We do a quick analysis of the changes below, but here’s our bottom line: we recommend that most people who have a vacation planned between now and the end of 2019 should buy tickets now or book a package now with Wishes and Wands Travel. We think it’s likely that most multi-day tickets will go up in price, and if some go down in price it won’t be by much.
All current tickets will be honored through their existing expiration dates, for any day of the year, and packages booked now will stay at their current prices even if the components (tickets, dining, etc.) go up in price before your vacation (assuming you don’t make a change that causes the package to be repriced; see below for more). Read on for more details about the new tickets.
Important Note: this information is based on our best understanding of Disney’s current plans. Disney may change aspects of the new ticket system between now and the actual day they roll it out (including changing the date they roll it out) so consider all of this preliminary information until Disney actually starts selling the new tickets.
Below is a basic outline of the changes.
Each new ticket will have a specific date range it is valid for, which you select when you buy it.
Each length of ticket is valid for a few more days than there are admission days on the ticket, so you don’t have to go into the park every day. For example, a 2-day ticket can be used on any 2 out of 4 consecutive days, while a 7-day ticket can be used on any 7 of 10 consecutive days.
If you buy a ticket with a Disney Vacation Package, the validity period is the longer of the period mentioned above, or the full length of the package (counting both arrival and departure days).
“Flexible date” tickets that work the same way as today will still be available, but we’re pretty sure they’ll be more expensive than specific-date tickets.
You will be able to change the start date, length, or options on a ticket yourself without having to visit the park in person. There will be options on the MyDisneyExperience web site and app, or you can do it over the phone with Disney Reservations. You’ll have to pay any price increase caused by the changes, naturally.

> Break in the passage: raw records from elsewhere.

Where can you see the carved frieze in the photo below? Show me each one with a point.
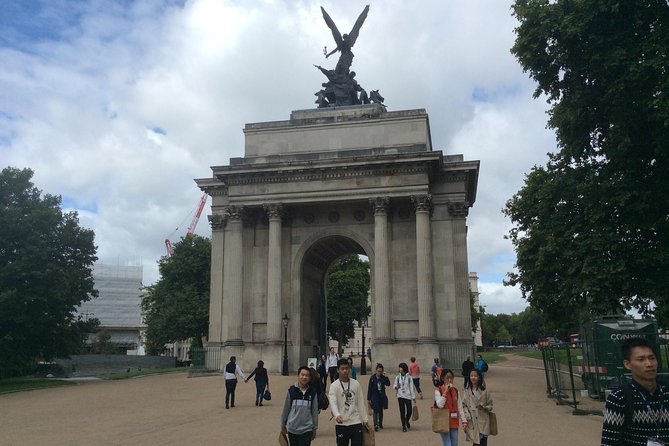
(217, 221)
(422, 203)
(380, 205)
(458, 209)
(274, 210)
(234, 213)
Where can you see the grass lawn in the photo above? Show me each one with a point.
(27, 383)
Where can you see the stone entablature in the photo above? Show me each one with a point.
(339, 128)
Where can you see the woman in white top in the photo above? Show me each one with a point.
(476, 408)
(406, 395)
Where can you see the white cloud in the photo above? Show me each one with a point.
(82, 85)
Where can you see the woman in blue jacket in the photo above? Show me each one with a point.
(376, 395)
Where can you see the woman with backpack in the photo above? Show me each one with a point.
(406, 395)
(299, 418)
(261, 378)
(376, 395)
(476, 408)
(446, 398)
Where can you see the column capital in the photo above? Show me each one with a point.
(422, 203)
(217, 221)
(458, 208)
(274, 210)
(380, 205)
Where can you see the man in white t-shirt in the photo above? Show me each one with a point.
(348, 406)
(331, 364)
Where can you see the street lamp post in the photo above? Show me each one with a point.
(363, 360)
(284, 369)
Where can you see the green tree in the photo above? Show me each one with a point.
(176, 307)
(591, 228)
(347, 295)
(102, 344)
(45, 274)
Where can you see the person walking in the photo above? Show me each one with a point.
(232, 370)
(376, 395)
(467, 367)
(331, 364)
(481, 365)
(347, 404)
(637, 413)
(299, 418)
(433, 370)
(414, 373)
(259, 375)
(406, 395)
(323, 372)
(476, 408)
(354, 373)
(446, 397)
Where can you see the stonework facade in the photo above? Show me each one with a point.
(328, 183)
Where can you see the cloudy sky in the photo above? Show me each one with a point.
(118, 105)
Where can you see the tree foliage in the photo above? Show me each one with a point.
(525, 327)
(347, 296)
(591, 228)
(177, 306)
(46, 264)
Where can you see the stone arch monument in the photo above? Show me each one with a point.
(330, 182)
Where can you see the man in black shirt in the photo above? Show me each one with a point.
(637, 413)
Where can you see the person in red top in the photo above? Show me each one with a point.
(446, 397)
(414, 373)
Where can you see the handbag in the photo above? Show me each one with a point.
(493, 423)
(367, 436)
(440, 420)
(283, 439)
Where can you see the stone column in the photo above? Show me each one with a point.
(458, 211)
(232, 276)
(426, 327)
(381, 271)
(217, 223)
(274, 313)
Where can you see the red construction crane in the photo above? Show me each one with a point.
(193, 224)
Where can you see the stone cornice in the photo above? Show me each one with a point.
(217, 221)
(458, 209)
(380, 205)
(422, 203)
(274, 210)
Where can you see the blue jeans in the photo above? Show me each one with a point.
(260, 390)
(450, 438)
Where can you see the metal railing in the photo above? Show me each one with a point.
(559, 368)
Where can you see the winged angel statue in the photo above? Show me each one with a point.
(342, 88)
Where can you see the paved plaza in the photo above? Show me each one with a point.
(176, 410)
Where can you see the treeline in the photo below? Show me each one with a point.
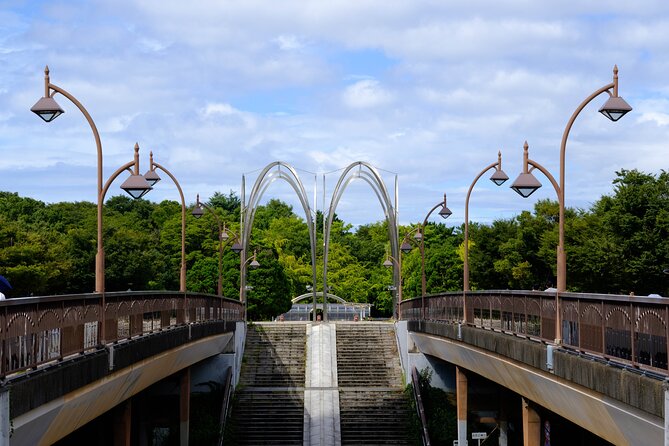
(620, 245)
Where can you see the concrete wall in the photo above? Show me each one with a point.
(66, 409)
(626, 409)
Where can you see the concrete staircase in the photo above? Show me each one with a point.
(268, 408)
(320, 384)
(373, 407)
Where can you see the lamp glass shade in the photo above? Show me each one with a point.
(151, 177)
(136, 186)
(197, 211)
(499, 177)
(405, 247)
(445, 212)
(615, 108)
(526, 184)
(47, 108)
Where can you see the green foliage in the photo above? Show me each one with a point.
(620, 245)
(440, 410)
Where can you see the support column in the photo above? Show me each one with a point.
(123, 423)
(503, 419)
(666, 415)
(531, 425)
(461, 394)
(184, 407)
(5, 424)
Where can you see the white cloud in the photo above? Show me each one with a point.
(431, 90)
(366, 94)
(289, 42)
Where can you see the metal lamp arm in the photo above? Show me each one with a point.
(82, 109)
(548, 175)
(127, 166)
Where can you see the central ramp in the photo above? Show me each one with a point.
(320, 384)
(374, 409)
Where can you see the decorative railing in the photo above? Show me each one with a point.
(631, 329)
(39, 330)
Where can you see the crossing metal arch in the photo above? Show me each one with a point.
(265, 178)
(371, 176)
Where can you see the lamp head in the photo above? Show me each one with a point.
(136, 186)
(197, 211)
(615, 108)
(47, 108)
(445, 212)
(499, 177)
(526, 184)
(151, 177)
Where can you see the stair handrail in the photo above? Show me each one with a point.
(225, 405)
(425, 436)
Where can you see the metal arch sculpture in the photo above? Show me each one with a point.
(372, 177)
(263, 181)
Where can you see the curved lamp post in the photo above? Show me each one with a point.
(444, 212)
(136, 186)
(525, 185)
(614, 108)
(253, 264)
(48, 109)
(223, 238)
(498, 177)
(405, 248)
(152, 178)
(397, 262)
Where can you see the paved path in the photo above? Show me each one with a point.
(321, 394)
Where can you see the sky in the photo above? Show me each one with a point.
(426, 92)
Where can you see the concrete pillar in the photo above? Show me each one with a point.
(531, 425)
(503, 418)
(122, 423)
(503, 433)
(461, 394)
(184, 407)
(666, 415)
(5, 424)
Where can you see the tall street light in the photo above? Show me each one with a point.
(48, 109)
(444, 212)
(253, 263)
(614, 108)
(405, 247)
(388, 263)
(223, 238)
(525, 185)
(498, 177)
(136, 186)
(152, 177)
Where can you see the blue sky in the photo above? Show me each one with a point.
(427, 91)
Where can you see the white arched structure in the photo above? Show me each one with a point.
(366, 172)
(272, 172)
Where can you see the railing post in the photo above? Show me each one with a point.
(632, 332)
(603, 330)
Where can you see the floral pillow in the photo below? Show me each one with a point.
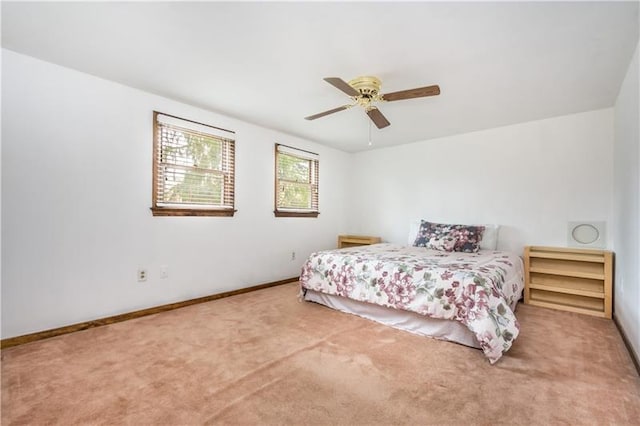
(445, 237)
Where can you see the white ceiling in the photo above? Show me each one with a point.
(496, 63)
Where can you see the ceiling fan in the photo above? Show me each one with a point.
(365, 91)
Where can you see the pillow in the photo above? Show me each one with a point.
(489, 239)
(447, 237)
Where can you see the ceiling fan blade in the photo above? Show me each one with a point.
(419, 92)
(339, 83)
(378, 119)
(331, 111)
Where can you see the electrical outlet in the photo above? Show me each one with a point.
(142, 274)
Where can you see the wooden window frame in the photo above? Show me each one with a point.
(189, 210)
(313, 213)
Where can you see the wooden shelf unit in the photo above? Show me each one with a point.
(569, 279)
(356, 240)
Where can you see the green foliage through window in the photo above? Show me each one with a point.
(297, 180)
(193, 169)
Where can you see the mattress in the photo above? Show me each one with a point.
(477, 290)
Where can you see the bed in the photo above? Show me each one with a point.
(468, 298)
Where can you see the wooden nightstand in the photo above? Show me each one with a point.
(356, 240)
(575, 280)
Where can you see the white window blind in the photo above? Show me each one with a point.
(193, 167)
(297, 175)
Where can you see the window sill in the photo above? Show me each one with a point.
(172, 211)
(279, 213)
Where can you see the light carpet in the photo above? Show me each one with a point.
(266, 358)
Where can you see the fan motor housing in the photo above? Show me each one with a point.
(369, 88)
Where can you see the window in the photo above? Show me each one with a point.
(193, 168)
(296, 182)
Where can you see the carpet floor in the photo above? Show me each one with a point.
(266, 358)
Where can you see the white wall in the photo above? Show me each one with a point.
(76, 192)
(627, 214)
(530, 178)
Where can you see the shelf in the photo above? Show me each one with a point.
(567, 273)
(569, 256)
(569, 279)
(567, 308)
(566, 299)
(586, 293)
(566, 284)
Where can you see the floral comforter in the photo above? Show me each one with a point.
(480, 290)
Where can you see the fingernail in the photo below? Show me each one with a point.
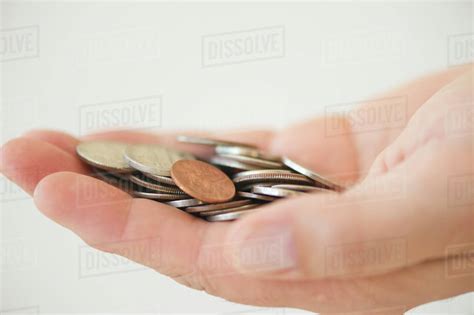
(264, 249)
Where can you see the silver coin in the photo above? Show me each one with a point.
(241, 208)
(276, 192)
(307, 172)
(217, 206)
(161, 179)
(245, 194)
(153, 158)
(159, 196)
(211, 142)
(279, 176)
(228, 216)
(225, 162)
(107, 155)
(248, 187)
(185, 203)
(254, 161)
(156, 187)
(236, 150)
(303, 188)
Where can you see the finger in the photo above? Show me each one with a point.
(435, 120)
(60, 139)
(414, 210)
(156, 235)
(175, 243)
(344, 149)
(26, 161)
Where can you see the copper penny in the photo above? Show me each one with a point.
(202, 181)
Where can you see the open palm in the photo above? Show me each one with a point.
(312, 252)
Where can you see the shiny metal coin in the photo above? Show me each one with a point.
(248, 187)
(249, 195)
(153, 158)
(159, 196)
(276, 192)
(161, 179)
(185, 203)
(303, 188)
(211, 142)
(217, 206)
(244, 151)
(254, 161)
(228, 216)
(156, 187)
(316, 177)
(107, 155)
(279, 176)
(225, 162)
(241, 208)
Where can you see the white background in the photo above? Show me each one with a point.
(106, 52)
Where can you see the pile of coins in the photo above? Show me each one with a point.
(233, 182)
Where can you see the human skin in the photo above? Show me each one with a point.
(298, 252)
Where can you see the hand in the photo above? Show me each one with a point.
(386, 244)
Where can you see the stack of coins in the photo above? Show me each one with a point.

The price of the specific-date tickets vary over the course of the year. They’re cheapest during slow, off-season weekdays, and expensive over holiday periods and summer weekends. We don’t know the exact calculation used.
In the end, we believe most tickets will be more expensive under this new system, with some possible exceptions for tickets covering mostly weekdays during Value season. Looking back to when Disney introduced season-priced 1-Day tickets, the Regular and Peak tickets went up in price relative to the “any day” tickets that were being sold previously. The Value tickets went down in price, but by a very small amount. We think this is likely to repeat.
So if you have a trip planned for next year that touches a weekend or a holiday period, we think it’s a safe bet to buy your tickets or book a package now and lock in the current prices. Think of it as insurance. On the other hand, if you look at your planned dates and most of them are Value dates, you may want to roll the dice and see if the new prices end up saving you money.